Despite these conditions, plaintiffs may still harbor concerns about the adequacy of remedies in an alternative jurisdiction. For example, in Tuazon v. R.J. Reynolds Tobacco Co., 433 F.3d 1163 (9th Cir. 2006), the plaintiff, a Philippine citizen residing in America, “argued that the Philippine courts [were] too corrupt and plagued with delays to provide an adequate forum.” Id.at 1178. The Ninth Circuit disagreed:
Tuazon’s assertions about the court system rest[ed] primarily on his own experience as a lawyer and businessman in the Philippines. . . . Notably, however, he failed to mention a single episode that he directly observed or of which he has personal knowledge. His corruption claims face[d] the same evidentiary void[,] . . . provid[ing] insufficient basis for the district court’s dramatic holding that the courts of the Philippines [were] an inadequate forum . . . . With no personal testimony on corruption, Tuazon instead offer[ed] State Department Country Reports that reference[d] corruption, judicial bias and inefficiency, and the potentially improper influence that corporate defendants wield[ed] over the judicial process. . . . [S]uch a general indictment provide[d] insufficient substance to condemn the adequacy of Philippine courts in the face of the expert evidence offered by Reynolds. Id. at 1178–79.

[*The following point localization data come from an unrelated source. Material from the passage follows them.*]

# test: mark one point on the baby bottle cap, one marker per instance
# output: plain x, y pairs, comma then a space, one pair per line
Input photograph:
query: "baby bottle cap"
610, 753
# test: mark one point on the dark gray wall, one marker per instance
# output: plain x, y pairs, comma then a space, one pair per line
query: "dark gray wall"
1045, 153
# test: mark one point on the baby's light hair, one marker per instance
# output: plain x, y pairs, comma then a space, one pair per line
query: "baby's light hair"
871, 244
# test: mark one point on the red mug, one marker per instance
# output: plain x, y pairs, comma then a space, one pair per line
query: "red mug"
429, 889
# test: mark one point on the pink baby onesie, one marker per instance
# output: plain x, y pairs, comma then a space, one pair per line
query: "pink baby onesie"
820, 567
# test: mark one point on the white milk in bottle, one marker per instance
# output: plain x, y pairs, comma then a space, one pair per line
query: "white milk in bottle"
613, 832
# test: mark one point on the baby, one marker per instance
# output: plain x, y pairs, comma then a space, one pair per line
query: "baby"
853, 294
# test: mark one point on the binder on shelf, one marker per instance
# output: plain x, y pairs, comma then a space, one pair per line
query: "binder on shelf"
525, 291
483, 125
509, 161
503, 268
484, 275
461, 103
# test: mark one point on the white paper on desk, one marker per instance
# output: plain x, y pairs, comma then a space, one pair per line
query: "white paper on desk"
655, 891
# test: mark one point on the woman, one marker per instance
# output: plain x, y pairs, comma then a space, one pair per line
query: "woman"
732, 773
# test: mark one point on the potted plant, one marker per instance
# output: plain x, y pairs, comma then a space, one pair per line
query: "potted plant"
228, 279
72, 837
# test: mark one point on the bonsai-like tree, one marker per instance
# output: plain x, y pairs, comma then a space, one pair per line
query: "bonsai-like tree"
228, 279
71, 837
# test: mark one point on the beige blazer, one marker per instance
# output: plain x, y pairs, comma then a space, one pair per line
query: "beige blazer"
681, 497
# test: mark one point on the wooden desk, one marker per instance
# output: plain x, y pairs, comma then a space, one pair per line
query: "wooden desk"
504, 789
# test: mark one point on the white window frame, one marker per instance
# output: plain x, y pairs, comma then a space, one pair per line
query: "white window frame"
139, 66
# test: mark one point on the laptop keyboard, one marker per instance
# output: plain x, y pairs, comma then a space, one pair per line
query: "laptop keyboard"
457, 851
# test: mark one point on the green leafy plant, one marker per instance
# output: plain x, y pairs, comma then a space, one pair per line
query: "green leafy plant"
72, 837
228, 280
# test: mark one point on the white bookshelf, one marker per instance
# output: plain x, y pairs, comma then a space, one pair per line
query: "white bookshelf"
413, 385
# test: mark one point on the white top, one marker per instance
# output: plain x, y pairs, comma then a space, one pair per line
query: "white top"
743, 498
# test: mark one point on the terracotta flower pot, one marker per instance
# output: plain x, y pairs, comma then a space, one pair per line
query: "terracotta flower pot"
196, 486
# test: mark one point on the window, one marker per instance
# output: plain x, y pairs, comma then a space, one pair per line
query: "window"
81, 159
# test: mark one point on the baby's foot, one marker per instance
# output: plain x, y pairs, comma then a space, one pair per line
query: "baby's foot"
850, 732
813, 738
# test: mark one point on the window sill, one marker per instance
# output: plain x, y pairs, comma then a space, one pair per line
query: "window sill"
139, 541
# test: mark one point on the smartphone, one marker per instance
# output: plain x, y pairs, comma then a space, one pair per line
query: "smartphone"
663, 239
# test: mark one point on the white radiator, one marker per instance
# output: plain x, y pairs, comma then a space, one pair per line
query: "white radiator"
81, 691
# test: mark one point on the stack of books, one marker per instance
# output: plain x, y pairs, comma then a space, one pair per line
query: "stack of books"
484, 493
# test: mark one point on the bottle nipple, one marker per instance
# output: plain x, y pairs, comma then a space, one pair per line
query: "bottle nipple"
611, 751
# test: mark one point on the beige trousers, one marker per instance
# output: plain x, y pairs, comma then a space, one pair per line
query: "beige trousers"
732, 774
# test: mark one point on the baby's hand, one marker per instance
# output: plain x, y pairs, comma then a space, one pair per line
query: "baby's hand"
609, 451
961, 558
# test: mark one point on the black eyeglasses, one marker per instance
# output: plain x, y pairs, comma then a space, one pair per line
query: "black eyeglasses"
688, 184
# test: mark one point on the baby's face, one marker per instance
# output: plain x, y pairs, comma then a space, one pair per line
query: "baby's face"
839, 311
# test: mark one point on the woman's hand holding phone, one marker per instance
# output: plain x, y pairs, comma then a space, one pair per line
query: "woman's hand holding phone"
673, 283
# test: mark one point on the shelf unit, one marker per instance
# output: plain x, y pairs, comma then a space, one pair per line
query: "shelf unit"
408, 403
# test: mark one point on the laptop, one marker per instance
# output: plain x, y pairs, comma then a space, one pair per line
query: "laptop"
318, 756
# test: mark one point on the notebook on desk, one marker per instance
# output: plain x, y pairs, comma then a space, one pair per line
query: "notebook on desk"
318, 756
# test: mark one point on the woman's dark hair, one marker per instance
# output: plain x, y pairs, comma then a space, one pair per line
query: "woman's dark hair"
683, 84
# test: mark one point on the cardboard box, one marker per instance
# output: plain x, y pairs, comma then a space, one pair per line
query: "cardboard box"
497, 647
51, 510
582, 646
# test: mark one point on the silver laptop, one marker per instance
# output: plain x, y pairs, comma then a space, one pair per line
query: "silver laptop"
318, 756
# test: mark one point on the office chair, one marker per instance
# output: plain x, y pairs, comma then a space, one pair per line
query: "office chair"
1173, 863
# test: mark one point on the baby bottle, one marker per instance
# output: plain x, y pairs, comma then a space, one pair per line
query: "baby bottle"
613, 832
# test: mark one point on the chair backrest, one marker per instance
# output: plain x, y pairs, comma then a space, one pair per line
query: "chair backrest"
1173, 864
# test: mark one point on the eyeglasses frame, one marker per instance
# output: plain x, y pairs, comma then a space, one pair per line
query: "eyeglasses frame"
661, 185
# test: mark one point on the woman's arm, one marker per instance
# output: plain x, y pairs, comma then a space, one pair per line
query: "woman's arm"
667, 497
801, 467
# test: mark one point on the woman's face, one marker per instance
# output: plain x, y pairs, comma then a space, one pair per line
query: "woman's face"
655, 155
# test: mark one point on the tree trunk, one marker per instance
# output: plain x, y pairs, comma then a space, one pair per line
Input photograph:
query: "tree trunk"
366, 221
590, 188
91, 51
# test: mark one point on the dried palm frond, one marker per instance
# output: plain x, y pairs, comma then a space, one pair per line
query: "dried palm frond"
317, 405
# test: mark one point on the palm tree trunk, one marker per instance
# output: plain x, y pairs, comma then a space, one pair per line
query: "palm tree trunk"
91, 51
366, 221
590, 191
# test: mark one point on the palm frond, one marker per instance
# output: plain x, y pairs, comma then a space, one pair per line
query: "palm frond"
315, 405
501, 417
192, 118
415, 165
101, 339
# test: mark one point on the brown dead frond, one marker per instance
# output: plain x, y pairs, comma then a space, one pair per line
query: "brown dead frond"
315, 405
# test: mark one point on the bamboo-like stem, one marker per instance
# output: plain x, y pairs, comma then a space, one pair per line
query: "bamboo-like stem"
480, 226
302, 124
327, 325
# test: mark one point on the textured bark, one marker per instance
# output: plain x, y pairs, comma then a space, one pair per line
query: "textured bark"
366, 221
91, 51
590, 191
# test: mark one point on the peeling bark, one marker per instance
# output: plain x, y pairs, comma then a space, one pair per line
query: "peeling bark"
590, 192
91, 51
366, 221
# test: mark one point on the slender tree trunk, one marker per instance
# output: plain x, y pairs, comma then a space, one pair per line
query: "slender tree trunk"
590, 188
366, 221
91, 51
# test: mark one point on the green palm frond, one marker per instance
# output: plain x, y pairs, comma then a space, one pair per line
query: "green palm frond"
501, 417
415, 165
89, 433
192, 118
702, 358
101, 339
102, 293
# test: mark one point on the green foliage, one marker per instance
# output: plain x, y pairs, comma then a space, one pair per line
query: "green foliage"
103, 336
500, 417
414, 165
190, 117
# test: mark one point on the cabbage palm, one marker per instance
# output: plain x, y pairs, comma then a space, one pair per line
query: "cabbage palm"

Nevertheless, the Ninth Circuit affirmed the district court’s denial of the defendant’s motion to dismiss on forum non conveniens grounds. See id.at 1182.
In Sinochem International Co. Ltd. v. Malaysia International Shipping Corp., 549 U.S. 422 (2007), the Supreme Court considered “whether forum non conveniens can be decided prior to matters of jurisdiction.” Id. at 428–29. Malaysia International, a Malaysian company, had sued Sinochem, a Chinese state-owned company, in the Eastern District of Pennsylvania. See id. at 426–27. The district court had dismissed the suit on forum non conveniens grounds, despite failing to establish conclusively whether it had personal jurisdiction over Sinochem. See id. at 427–28. The Supreme Court “h[eld] that a district court has discretion to respond at once to a defendant’s forum non conveniens plea, and need not take up first any other threshold objection,” such as “whether it has authority to adjudicate the cause (subject-matter jurisdiction) or personal jurisdiction over the defendant.” Id. at 425.
Forum Selection Clauses and Forum Non Conveniens
If you remember from venue (188.8.131.52), in 2014, the Supreme Court decided Atlantic Marine v. U.S. District Court for W.D.T.X., 134 S.Ct. 568 (2014). As you may recall, Atlantic Marine had subcontracted with another company for construction work; their contract included a forum selection clause specifying that all disputes would be litigated in E.D.V.A.. However, the subcontractor sued Atlantic Marine in W.D.T.X. The Court held that 28 U.S.C. § 1404(a) was the proper means to transfer the case from W.D.T.X. to E.D.V.A. However, the question came up as to what would happen if the forum selection clause pointed to a state or foreign court, and not to another Federal Court, given that § 1404 only enables transfers among Federal courts.
The Court's answer was that forum non conveniens was the appropriate method for a defendant to petition for a case to be dismissed given a valid forum selection clause. See Atlantic Marine, 134 S.Ct. at 580.